High Availability
PaperTrail support 4 distinct modes of HA operation:
- Replication
- Clustering
- Cold/Warm Standby
Master Node
Whether using replication or clustering, which node is configured as master will matter is it is responsible for running a number of background jobs including:
- workflow and allocation timeouts
- scheduled rules
- out of office start/end
- diarize start
- reminders
Should the master fail, a new master needs to be configured.
Email and Folder watches are configured per server/node so that load can be manually balanced, should a node fail, then the watches that were configured for it will need to be manually moved.
File Replication
PaperTrail has a builtin file replication engine that supports both master-master and master-slave it is configued by specifying:
file.replication.upstream=http://slave:8080
In the background this configures 2 File/Blob stores:
- A sync local filesystem store (only a single sync store is supported and is considered the primary)
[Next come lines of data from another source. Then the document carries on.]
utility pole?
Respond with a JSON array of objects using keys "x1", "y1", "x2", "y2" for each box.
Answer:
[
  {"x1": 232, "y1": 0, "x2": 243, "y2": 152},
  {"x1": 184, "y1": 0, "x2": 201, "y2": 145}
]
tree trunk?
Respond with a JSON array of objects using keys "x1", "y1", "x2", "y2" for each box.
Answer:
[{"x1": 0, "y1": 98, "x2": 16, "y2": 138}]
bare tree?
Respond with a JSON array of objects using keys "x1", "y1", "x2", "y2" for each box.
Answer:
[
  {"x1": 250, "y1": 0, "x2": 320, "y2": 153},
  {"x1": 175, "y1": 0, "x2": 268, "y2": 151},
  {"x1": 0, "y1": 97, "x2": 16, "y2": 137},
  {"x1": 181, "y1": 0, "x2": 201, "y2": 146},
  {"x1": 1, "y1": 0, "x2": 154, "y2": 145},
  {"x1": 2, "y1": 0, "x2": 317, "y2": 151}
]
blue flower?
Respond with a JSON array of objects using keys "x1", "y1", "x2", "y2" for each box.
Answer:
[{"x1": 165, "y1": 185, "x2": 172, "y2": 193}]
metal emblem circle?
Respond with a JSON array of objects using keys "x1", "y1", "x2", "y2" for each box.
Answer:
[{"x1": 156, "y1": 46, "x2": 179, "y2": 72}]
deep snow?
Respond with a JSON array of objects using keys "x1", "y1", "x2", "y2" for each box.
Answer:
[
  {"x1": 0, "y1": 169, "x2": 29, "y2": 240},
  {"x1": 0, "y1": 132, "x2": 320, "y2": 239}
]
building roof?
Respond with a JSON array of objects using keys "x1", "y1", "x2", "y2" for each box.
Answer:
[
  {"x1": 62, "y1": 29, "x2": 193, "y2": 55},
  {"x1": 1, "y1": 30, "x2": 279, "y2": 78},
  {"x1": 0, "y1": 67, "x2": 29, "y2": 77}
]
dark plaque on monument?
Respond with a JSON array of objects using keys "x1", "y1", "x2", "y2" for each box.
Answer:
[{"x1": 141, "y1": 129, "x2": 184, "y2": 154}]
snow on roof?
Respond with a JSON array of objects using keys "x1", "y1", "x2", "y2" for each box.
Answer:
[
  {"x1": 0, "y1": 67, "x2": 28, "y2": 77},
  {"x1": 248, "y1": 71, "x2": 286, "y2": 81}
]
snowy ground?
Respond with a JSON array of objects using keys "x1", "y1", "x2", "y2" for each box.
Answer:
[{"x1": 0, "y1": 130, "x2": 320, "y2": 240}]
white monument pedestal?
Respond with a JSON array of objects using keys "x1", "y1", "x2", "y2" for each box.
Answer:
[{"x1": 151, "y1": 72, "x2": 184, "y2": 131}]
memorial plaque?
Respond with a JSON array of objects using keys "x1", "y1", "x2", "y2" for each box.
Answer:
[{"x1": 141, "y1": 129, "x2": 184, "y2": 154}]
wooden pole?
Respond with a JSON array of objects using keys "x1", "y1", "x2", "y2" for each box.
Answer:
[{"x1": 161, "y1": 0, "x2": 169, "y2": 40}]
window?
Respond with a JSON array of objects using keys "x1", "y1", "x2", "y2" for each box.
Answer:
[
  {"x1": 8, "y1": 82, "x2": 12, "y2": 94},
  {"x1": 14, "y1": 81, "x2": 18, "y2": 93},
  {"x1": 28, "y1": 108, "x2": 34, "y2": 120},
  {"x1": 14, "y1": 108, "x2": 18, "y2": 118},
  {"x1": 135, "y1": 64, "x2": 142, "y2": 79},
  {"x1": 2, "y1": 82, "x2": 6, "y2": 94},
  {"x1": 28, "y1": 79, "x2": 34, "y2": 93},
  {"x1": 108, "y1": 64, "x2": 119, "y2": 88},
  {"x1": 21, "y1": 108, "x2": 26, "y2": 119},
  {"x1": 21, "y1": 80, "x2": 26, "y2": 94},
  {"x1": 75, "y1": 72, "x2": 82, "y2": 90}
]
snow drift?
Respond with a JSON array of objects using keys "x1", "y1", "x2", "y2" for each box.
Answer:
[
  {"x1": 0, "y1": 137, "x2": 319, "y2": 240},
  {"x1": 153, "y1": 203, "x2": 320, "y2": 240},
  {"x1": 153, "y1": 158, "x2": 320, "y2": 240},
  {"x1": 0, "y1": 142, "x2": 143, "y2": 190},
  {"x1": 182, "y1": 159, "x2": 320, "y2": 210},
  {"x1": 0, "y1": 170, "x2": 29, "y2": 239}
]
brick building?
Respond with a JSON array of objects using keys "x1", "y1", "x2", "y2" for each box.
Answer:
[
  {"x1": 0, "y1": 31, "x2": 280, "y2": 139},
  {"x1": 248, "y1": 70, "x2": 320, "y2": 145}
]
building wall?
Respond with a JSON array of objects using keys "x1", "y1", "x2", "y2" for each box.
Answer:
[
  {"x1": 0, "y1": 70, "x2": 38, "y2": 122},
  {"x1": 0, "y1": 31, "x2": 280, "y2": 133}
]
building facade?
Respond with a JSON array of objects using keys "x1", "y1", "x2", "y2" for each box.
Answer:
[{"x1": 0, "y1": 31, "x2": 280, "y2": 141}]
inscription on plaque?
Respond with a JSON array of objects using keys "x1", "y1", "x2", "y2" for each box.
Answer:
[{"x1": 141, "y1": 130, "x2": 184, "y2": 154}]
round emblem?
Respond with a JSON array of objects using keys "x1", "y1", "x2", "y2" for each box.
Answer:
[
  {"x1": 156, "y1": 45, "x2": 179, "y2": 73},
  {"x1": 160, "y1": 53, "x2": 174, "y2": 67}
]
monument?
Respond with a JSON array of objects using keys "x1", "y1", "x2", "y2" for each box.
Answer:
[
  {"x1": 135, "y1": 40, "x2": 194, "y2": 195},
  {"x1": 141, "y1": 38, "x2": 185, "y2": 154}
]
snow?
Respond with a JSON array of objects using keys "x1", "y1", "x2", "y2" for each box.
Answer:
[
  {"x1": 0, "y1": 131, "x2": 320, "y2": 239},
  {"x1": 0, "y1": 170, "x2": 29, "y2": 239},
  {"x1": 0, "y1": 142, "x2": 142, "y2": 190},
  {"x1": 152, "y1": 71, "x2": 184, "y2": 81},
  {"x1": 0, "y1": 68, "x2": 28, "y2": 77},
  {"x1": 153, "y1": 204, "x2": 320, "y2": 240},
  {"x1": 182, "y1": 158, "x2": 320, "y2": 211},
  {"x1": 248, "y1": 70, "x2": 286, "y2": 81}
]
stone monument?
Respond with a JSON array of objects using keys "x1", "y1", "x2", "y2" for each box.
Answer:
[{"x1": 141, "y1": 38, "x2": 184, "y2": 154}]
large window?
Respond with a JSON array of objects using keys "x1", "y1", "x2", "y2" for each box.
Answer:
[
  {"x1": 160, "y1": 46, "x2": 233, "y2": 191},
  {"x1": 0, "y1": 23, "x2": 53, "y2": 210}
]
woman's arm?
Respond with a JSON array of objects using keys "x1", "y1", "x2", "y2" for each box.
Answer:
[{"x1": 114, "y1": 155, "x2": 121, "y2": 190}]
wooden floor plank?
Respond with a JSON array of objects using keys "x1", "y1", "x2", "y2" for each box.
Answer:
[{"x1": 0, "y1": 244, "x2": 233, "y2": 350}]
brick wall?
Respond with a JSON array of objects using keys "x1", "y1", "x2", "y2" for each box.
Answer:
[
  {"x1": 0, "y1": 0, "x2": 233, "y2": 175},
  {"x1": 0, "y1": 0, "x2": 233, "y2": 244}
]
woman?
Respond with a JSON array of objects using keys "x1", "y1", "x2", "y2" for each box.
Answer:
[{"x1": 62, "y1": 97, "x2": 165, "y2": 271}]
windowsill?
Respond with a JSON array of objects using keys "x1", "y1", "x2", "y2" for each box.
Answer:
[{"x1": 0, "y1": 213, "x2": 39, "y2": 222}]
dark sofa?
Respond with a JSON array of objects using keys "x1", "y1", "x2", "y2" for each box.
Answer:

- An async persistent sencondary store
Async stores fully support intermittent WAN connections and will retry all operations. All operations are queued under the
{store name}.write
and{store name}.delete
message queues
Their are 2 alternatives to full replication of files:
- configure the slave or secondary members to read/write files from the master using a HTTP store as the primary sync store. It is recommended to enable WORM (Write once read many) on secondary nodes
- Use an object storage platform like Amazon S3 and have all members use it as the primary
PaperTrail needs low latency access to the primary sync file store so if you are using Amazon S3 ensure that PaperTrail is hosted in the same AWS region as the S3 bucket.
Index Replication
Specifing a slave server for index.upstream
will only work for 2 node clusters, for 2+ nodes switch to messaging based replication using:
index.upstream=topic
It is recommended in both scenarios to setup a scheduled index_repair
task.
Replication
To convert a standalone installation to a replicated installation, follow these steps:
- Stop PaperTrail and create a database backup.
- Configure the following properties in papertrail.properties on the master
index.upstream=http://slave:8080
replication.upstream=http://slave:8080
file.replication.upstream=http://slave:8080
replication.master=true
replication.increment=2
replication.offset=1
db.identity.override=true # for sql server replication only (maybe?)
- Configure these properties on the slave:
index.upstream=http://master:8080
replication.upstream=http://master:8080
file.replication.upstream=http://master:8080
replication.master=false
replication.increment=2
replication.offset=2
db.identity.override=true # for sql server replication only (maybe?)
- Start up the master
- Wait a few minutes and start up the slave
When setup, the Messages table (Services > Messages) will show:
store.write.replication
relates to the document on disk replication (master and slave maintain diferent numbers based on where the document was imported).
IndexReplicator.replicate
relates to the index replication (master and slave maintain diferent numbers based on where the index was updated).
Note: Should the Master fail, the Slave needs to be reconfigured with replication.master=true
to allow it to run as the Master Node and execute the background jobs as described above. The index.upstream
, replication.upstream
, file.replication.upstream
should be hashed out. replication.increment
and replication.offset
should be left in place.
Once the Master server is back online, then the Slave DB and Repository will need to be replicated back to the Master server (with PaperTrail offline on both to get them both in the same static state). Then the replication properties can be added back with only one replication.master
set to true.
Vice-versa should the Slave fail.
Clustering
Note: Clustering requires a low latency (<1ms), reliable (preferably dual path redundant network) network connection to function correctly. Replication can be used in WAN environments.
- Ensure that port
5701
is open for inbound traffic from all cluster members to all cluster members. See Hazelcast Ports - Add these properties to the papertrail.properties
index.upstream=http://slave:8080 cluster.enable=true file.replication.upstream=http://slave:8080
- Restart PaperTrail.
Shared DB vs Replication DB
Cold Standby
Indexes are not replicated and PaperTrail is only started in file store replication receive mode. Failover requires re-configuration of PaperTrail for full operation + rebuilding indexes.
Warm Standby
Everything is replicated in near realtime, and PaperTrail is started in read only mode. Failover requires restarting PaperTrail in read/write mode.